View our latest analysis for Signify
Following the latest results, Signify's 13 analysts are now forecasting revenues of €7.73b in 2023. This would be a satisfactory 2.4% improvement in sales compared to the last 12 months. Statutory earnings per share are forecast to crater 26% to €3.58 in the same period. Before this earnings report, the analysts had been forecasting revenues of €7.73b and earnings per share (EPS) of €3.60 in 2023. The consensus analysts don't seem to have seen anything in these results that would have changed their view on the business, given there's been no major change to their estimates.

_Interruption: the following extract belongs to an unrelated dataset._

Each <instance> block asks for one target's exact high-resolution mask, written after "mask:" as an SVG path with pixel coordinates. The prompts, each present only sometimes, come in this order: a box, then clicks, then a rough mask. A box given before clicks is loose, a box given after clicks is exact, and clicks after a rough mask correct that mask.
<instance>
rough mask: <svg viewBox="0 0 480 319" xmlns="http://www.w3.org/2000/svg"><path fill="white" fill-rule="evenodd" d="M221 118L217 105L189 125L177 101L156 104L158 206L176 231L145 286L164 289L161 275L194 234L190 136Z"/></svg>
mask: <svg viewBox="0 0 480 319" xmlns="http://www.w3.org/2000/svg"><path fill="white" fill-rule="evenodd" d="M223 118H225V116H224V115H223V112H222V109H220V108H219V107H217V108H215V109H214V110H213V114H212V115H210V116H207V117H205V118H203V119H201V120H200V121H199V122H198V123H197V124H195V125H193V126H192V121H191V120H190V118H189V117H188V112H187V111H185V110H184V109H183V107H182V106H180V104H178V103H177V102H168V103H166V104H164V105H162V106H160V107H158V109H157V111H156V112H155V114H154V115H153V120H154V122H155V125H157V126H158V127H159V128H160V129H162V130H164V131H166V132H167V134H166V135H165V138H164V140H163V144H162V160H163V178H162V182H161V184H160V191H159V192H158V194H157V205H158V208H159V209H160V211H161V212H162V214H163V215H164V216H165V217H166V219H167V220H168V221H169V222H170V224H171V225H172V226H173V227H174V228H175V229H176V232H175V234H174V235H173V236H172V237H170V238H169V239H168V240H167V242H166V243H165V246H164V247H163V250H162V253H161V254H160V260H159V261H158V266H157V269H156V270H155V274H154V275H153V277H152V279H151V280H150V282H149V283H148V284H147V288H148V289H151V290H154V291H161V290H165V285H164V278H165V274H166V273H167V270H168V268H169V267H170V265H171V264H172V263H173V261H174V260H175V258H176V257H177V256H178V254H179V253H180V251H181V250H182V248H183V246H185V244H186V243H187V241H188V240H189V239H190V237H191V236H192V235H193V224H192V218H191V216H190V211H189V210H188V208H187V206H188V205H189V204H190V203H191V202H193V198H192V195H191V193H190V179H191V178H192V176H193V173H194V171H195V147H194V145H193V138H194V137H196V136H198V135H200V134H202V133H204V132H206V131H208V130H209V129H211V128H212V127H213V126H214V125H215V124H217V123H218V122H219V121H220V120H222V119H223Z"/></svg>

It will come as no surprise then, to learn that the consensus price target is largely unchanged at €43.69. Fixating on a single price target can be unwise though, since the consensus target is effectively the average of analyst price targets. As a result, some investors like to look at the range of estimates to see if there are any diverging opinions on the company's valuation. There are some variant perceptions on Signify, with the most bullish analyst valuing it at €62.00 and the most bearish at €33.00 per share. This is a fairly broad spread of estimates, suggesting that analysts are forecasting a wide range of possible outcomes for the business.
Taking a look at the bigger picture now, one of the ways we can understand these forecasts is to see how they compare to both past performance and industry growth estimates. It's clear from the latest estimates that Signify's rate of growth is expected to accelerate meaningfully, with the forecast 1.9% annualised revenue growth to the end of 2023 noticeably faster than its historical growth of 1.4% p.a. over the past five years. Compare this with other companies in the same industry, which are forecast to see revenue growth of 6.9% annually. So it's clear that despite the acceleration in growth, Signify is expected to grow meaningfully slower than the industry average.